It could be considered a magic trick that will have the audience gasping in disbelief: turning one of your child’s college expenses into (drumroll, please)…a profit!
Setting the stage for this trick will take some doing. Consider the magician to be the parent of a Henry County high school age child. This should be someone who subscribes to the overall philosophy of regarding every potential catastrophe as nothing more than a well-disguised opportunity.
When this magician reads that college tuition and fees are now $22,000-$30,000 per year, and that the average cost of room and board in 2013-2014 will range from $9,500 at a 4-year public college to $10,830 at a private school, he doesn’t quake in terror. Instead, he thinks, “opportunity!”

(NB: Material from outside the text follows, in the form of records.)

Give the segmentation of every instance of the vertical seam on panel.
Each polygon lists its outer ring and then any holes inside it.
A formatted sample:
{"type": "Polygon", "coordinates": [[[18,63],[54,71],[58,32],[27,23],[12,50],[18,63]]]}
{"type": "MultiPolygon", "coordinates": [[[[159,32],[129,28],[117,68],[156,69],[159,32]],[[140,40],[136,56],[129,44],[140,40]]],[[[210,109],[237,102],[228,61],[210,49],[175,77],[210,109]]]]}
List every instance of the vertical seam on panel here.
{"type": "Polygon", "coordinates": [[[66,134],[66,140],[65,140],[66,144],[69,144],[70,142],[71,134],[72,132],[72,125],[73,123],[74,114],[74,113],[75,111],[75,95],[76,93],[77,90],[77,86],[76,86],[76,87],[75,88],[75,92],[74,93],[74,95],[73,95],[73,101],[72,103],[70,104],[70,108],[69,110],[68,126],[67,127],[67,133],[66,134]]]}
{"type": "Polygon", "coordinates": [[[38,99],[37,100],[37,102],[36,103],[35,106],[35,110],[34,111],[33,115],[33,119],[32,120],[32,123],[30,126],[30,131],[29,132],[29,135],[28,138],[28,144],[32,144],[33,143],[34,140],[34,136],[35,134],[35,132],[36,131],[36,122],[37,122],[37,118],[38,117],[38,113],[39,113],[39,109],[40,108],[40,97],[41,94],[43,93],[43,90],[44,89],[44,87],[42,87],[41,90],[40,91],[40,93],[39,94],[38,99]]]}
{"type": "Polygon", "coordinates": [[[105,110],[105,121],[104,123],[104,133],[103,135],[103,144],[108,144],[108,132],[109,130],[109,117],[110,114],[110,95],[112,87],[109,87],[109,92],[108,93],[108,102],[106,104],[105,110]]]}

After all, this is someone who sees a lemon and thinks “lemonade,” so when he considers sending a son or daughter off to college, he thinks, “what a terrific real estate investment opportunity!”
Believe it or not, that’s what some parent-magicians have done—although, for sure, it’s a strategy that takes the right props: a combination of institution, neighborhood, child and available capital—plus the willingness to do the homework every good real estate investment takes. With all of them in place, it’s more than possible to actually incubate a long-term gain from an ever-more-expensive college foray.
Buying an investment property that will house your child plus a select crew of roommates can do more than ensure that they have a safe and comfortable place to concentrate on their studies. The calculation is almost as straightforward as any other rental opportunity: for kids who will live away from home, over a four year period, average accommodations will run between $36,000-$42,000. Aside from the offspring’s undying gratitude, that normally comes as a straight loss. If an off-campus residence is acquired as a real estate investment, that same outlay could (presto! chango!) turn into a substantial deposit on a rental property that the family owns.
You don’t have to be Harry Houdini to investigate the benefits any Henry County real estate investment can bring—nor one that could magically appear if your high school student is accepted to an out-of-town college.
The possibility of a real estate investment should always be a card up your sleeve when you think about building your retirement portfolio.